Кристина походит к окошку. Матовое стекло опущено. Она стучит. За перегородкой слышатся медленные шаркающие шаги, стекло, звякнув поднимается.

– Что вам угодно? ворчливо спрашивает мрачная женская физиономия в очках с железной оправой.

Кристина медлит с ответом, настолько она поражена видом женщины. Ей показалось вдруг, что дряхлая, костлявая старая дева с потускневшими глазами, с пергаментными руками, которая механически протягивает ей бланк, – это она сама лет через десять, двадцать; точно в каком-то дьявольском зеркале перед ней предстал призрак ее собственной старости. Непослушными пальцами она еле держит ручку. это я, такой я стану, неотступно думает она и украдкой косится на тощую коллегу, которая с карандашом в руке терпеливо ждет, склонившись над столом, – о, как знакомы ей поза и эти минуты, пропавшие втуне, крадущие радость и счастье, каждая из них приближает старость, превращая тебя в такой вот изнуренный призрак.

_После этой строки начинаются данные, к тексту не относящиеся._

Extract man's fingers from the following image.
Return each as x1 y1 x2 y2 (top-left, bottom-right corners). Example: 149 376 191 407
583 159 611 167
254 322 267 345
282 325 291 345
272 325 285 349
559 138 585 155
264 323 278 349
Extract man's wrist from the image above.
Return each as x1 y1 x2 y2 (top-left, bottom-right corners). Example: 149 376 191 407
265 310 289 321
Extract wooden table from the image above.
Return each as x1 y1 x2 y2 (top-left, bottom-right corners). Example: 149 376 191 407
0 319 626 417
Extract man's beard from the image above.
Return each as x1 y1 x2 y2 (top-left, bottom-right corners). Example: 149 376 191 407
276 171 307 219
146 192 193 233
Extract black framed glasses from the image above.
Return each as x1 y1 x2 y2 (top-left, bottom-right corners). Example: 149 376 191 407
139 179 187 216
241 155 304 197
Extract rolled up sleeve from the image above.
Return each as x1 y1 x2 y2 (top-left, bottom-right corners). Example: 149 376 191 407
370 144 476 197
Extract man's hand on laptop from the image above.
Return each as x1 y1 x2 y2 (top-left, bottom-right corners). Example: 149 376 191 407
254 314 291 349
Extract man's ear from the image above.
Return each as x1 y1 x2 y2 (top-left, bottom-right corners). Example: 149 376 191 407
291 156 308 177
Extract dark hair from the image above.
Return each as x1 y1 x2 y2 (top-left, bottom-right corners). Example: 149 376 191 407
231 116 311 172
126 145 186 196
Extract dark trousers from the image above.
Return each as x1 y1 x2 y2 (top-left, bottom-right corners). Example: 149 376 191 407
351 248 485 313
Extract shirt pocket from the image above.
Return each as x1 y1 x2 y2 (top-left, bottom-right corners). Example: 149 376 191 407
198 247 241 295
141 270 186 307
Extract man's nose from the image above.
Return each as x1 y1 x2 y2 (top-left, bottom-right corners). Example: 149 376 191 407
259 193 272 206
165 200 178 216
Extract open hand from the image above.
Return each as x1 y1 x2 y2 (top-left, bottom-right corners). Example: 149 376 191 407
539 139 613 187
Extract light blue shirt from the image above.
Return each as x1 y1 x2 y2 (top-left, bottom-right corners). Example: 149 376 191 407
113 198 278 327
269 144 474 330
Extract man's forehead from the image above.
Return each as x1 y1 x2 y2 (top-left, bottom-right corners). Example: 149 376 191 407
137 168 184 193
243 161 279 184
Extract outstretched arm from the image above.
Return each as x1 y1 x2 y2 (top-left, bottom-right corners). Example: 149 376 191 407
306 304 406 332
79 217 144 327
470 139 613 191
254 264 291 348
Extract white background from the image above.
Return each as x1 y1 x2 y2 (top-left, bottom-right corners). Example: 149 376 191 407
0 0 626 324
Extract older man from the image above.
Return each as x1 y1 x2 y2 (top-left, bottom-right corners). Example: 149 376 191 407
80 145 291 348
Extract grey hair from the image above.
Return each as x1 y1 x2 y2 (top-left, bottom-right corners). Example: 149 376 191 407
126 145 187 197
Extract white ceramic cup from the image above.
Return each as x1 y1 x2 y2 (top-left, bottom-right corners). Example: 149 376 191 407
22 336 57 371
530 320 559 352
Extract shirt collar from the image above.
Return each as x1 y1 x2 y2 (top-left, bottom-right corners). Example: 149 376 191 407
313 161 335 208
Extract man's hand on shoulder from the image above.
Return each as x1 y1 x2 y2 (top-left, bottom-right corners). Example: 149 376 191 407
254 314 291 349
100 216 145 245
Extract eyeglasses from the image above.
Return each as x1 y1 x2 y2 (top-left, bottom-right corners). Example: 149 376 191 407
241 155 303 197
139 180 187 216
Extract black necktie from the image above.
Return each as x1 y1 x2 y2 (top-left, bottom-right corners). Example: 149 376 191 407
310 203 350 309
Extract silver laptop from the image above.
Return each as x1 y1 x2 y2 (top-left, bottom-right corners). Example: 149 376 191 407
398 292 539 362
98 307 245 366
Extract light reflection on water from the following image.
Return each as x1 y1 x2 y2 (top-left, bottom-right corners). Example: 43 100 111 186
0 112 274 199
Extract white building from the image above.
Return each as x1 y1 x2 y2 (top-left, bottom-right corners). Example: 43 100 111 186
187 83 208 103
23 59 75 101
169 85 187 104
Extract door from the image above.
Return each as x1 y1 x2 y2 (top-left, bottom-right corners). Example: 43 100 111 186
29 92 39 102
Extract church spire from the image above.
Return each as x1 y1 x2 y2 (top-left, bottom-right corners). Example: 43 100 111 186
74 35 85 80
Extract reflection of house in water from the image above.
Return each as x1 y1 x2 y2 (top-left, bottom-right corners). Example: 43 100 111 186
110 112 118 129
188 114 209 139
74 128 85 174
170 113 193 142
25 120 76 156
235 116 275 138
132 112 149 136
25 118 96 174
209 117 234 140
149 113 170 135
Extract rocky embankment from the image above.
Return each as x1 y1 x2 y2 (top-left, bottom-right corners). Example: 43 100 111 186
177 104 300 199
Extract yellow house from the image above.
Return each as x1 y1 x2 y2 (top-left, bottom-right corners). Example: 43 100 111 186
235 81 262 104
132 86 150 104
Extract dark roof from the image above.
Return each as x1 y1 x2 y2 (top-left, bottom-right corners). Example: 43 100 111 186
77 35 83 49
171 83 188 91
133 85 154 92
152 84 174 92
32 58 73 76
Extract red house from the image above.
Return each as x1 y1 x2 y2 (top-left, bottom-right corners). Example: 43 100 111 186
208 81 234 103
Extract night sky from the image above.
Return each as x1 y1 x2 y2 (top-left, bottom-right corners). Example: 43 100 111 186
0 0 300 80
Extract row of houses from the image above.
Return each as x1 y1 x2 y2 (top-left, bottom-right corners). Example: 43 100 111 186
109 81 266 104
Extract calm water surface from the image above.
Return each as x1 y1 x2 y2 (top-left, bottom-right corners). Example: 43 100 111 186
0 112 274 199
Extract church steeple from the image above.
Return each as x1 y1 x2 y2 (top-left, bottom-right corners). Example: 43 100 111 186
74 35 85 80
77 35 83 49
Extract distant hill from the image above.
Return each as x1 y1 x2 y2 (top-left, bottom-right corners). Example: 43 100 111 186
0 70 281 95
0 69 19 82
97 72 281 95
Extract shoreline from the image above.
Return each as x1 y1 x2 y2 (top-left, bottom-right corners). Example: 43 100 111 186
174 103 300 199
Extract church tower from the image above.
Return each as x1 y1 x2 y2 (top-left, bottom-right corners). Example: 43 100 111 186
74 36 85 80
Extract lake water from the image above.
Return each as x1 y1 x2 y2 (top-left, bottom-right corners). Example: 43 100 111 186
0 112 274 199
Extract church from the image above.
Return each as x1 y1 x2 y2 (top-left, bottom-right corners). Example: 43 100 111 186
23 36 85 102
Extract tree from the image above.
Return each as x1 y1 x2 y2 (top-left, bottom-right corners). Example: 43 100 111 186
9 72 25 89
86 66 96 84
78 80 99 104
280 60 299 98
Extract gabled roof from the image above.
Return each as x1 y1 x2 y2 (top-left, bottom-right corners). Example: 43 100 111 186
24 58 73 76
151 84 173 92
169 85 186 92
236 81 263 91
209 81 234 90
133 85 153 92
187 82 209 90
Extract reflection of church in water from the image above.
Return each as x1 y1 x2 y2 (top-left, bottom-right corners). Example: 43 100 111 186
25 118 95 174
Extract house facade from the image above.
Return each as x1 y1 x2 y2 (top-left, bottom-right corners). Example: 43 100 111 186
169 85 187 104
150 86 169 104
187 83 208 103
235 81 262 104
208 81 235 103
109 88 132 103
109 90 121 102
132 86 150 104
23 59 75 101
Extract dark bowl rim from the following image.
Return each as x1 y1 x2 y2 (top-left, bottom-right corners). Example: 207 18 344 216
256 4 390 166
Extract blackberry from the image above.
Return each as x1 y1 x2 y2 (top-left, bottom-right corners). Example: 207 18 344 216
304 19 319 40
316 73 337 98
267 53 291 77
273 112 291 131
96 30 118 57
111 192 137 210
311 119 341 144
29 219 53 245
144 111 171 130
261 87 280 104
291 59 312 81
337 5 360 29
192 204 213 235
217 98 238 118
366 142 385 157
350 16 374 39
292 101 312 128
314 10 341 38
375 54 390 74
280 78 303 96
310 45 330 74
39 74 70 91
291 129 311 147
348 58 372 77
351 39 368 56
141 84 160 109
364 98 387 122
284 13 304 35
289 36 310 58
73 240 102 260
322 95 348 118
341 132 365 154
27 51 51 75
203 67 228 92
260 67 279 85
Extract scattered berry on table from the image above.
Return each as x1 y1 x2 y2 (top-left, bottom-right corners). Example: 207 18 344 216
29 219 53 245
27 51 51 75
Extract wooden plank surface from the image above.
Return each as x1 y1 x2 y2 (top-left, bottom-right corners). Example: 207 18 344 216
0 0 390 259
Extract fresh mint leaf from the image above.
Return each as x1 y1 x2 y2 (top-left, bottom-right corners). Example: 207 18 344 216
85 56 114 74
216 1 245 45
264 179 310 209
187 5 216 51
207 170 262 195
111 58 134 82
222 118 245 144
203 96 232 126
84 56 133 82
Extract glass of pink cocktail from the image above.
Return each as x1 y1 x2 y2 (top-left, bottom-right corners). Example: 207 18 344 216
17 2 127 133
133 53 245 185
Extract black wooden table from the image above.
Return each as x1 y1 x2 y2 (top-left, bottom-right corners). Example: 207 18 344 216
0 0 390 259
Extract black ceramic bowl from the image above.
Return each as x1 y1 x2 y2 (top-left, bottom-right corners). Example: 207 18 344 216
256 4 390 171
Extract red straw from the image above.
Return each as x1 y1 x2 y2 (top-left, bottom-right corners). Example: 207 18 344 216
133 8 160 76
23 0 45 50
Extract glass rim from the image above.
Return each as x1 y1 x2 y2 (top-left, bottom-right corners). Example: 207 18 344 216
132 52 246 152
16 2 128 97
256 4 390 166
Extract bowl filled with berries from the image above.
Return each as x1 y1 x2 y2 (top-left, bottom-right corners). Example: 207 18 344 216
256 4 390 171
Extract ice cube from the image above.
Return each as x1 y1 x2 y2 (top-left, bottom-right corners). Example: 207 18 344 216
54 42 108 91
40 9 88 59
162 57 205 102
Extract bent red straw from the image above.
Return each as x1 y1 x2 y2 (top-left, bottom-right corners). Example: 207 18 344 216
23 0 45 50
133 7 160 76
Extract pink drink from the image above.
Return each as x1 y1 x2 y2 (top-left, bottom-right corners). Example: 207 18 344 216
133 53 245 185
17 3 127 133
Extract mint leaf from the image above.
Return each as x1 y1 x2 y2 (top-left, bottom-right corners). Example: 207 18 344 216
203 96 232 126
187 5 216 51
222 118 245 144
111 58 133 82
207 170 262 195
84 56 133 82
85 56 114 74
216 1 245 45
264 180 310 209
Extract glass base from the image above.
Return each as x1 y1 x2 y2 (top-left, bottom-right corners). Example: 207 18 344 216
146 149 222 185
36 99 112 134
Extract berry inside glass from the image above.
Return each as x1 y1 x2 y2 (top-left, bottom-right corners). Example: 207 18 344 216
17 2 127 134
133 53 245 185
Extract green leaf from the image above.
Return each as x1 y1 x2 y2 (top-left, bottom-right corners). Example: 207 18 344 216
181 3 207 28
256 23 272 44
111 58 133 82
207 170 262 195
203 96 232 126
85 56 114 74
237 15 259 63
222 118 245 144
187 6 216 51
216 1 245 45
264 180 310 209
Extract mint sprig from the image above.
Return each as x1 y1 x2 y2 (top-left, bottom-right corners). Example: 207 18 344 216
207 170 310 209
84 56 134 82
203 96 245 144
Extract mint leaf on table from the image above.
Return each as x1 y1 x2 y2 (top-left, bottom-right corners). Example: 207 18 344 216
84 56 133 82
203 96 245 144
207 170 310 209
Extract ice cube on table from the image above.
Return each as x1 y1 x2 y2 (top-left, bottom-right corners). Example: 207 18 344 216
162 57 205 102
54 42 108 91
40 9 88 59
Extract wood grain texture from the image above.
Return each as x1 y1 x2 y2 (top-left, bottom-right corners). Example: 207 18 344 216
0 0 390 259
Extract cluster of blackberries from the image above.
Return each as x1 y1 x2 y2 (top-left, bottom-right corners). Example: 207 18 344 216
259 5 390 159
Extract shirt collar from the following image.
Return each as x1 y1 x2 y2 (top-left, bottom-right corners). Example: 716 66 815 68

Волоча ноги, Кристина возвращается к поезду. Ей будто приснился кошмарный сон: она увидела себя в гробу на катафалке и с криком ужаса проснулась в холодном поту.

В Санкт-Пельтене, утомленная от бессонной ночи, Кристина выбирается из вагона. Навстречу ей через рельсовые пути уже кто-то спешит, это учитель Фуксталер, наверное, ждал здесь всю ночь. С первого же взгляда Кристина все поняла на нем черный сюртук, черный галстук; и когда она протягивает учителю руку, он пожимает ее соболезнующе, а глаза смотрят сквозь очки участливо и беспомощно. Кристина ни о чем не спрашивает, его замешательство сказало все.

Но странно, она не испытывает ни потрясения, ни скорби, ни волнения. Умерла мать. Может быть, оно и хорошо – умереть…

В поезде на Кляйн-Райфлинг обстоятельно и деликатно рассказывает о последних часах усопшей. Вид у него усталый, лицо серое, небритое, одежда мятая и пыльная. Каждый день он (ради нее) по три-четыре раза навещал мать, дежурил ночами (ради нее). Заботливый друг, думает Кристина. (Хоть бы уж замолчал, оставилменя в покое, надоело слушать его проникновенно-сентиментальный голос, видеть желтые, плохо запломбированные зубы.) Ее вдруг охватывает почти физическое отвращение к этому человеку, прежде внушавшему ей симпатию, она понимает, что ее чувство постыдно, но ничего поделать с собой не может, это как привкус желчи во рту.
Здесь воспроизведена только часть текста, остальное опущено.